LULU GARCIA-NAVARRO, HOST:
We've made this point before. The impeachment battle will play out as much over the airwaves and the Internet as in the halls of Congress. With that in mind, perhaps, the president's lawyer Rudy Giuliani has made a trip to Ukraine this past week, even as the House of Representatives was drafting articles of impeachment over President Trump's alleged attempt to extort political favors from Ukraine's president. The ostensible purpose of Giuliani's trip is to prepare a series for One America News Network.
One of the people who's been following Giuliani's many travels in Ukraine is Matthew Kupfer of the Kyiv Post, and he joins me now. Welcome.
MATTHEW KUPFER: Thank you for having me.
GARCIA-NAVARRO: This is an extraordinary trip for Giuliani to be making right now. Tell us briefly who these people are that Giuliani is meeting - has been meeting with.
KUPFER: If we want to generalize, we could say that almost all these people are politicians and former officials of questionable repute. First in Budapest, he met with the former Prosecutor General Yuriy Lutsenko, who previously made accusations against the U.S. - former U.S. Ambassador Marie Yovanovitch. Lutsenko then later recanted his accusations.
He met with someone named Viktor Shokin, another former prosecutor general.
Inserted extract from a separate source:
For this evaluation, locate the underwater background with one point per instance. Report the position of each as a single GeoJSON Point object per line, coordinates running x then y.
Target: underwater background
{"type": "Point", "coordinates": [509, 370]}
This is the gentleman who Vice President Joe Biden called to have removed. What is often missing from the narrative pushed by people in the Trump circle is that it wasn't just former Vice President Biden calling for Shokin to be removed. It was large segments of civil society, many Ukrainian politicians and many of Ukraine's international partners.
Other people he met with was a lawmaker named Alexander Dubinsky. All of these people are, you know, individuals who you wouldn't necessarily take what they say at face value - and finally, Andrii Telizhenko, a former Ukrainian diplomat who alleges that the Ukrainian Embassy in the United States where he briefly worked was endorsing Hillary Clinton for president and was trying to help a Democratic National Committee operative dig up dirt.
GARCIA-NAVARRO: What have you been able to figure out is the purpose of this documentary when you take this group of people that he's been meeting with?
KUPFER: You know, it's not hard to understand what's going on here. Rudy Giuliani has come to Ukraine to dig up more dirt that will, he hopes, undermine the impeachment inquiry against President Donald Trump. And Ukrainian politicians have gotten pretty good at figuring out how to get your information to the Trump administration. And so they're ready - especially politicians who are of questionable honesty - are ready to serve up the information that Giuliani wants.
GARCIA-NAVARRO: So what might be the motives of these people in feeding the information to Giuliani?
KUPFER: One key thing is potentially money. It's possible some of these people could be getting paid by somebody to do this stuff. But I also think attention is another. These people may believe that this is a way of improving one's standing in the U.S. and advancing U.S.-Ukrainian relations. And I think, also, it increases their profile. I mean, who in America had heard of Alexander Dubinsky or Andrii Derkach? But they may, after this documentary, become figures who are important.
GARCIA-NAVARRO: What has been the reaction to Giuliani sort of swanning around with TV cameras in Ukraine at a time when the president's being impeached over things that he may have said to the president of Ukraine and what he was trying to get from the president?
KUPFER: In Ukraine, the reaction has not been huge, in my opinion. I certainly didn't hear of any Giuliani sightings in Kyiv except when people who were with him posted photos. I don't think journalists here, even Western journalists, managed to find him. I know people were checking out the different luxury hotels and cigar stores and things like that.
GARCIA-NAVARRO: Places where he might be.
KUPFER: Exactly. I mean, they didn't find him. And so I think he was really having private meetings. He wasn't going out much. So he showed up. Most of this controversy around it was really happening in the U.S. - not really controversial for - so much for Ukraine. And then he was gone.
GARCIA-NAVARRO: That is news editor Matthew Kupfer of the Kyiv Post. Thank you very much.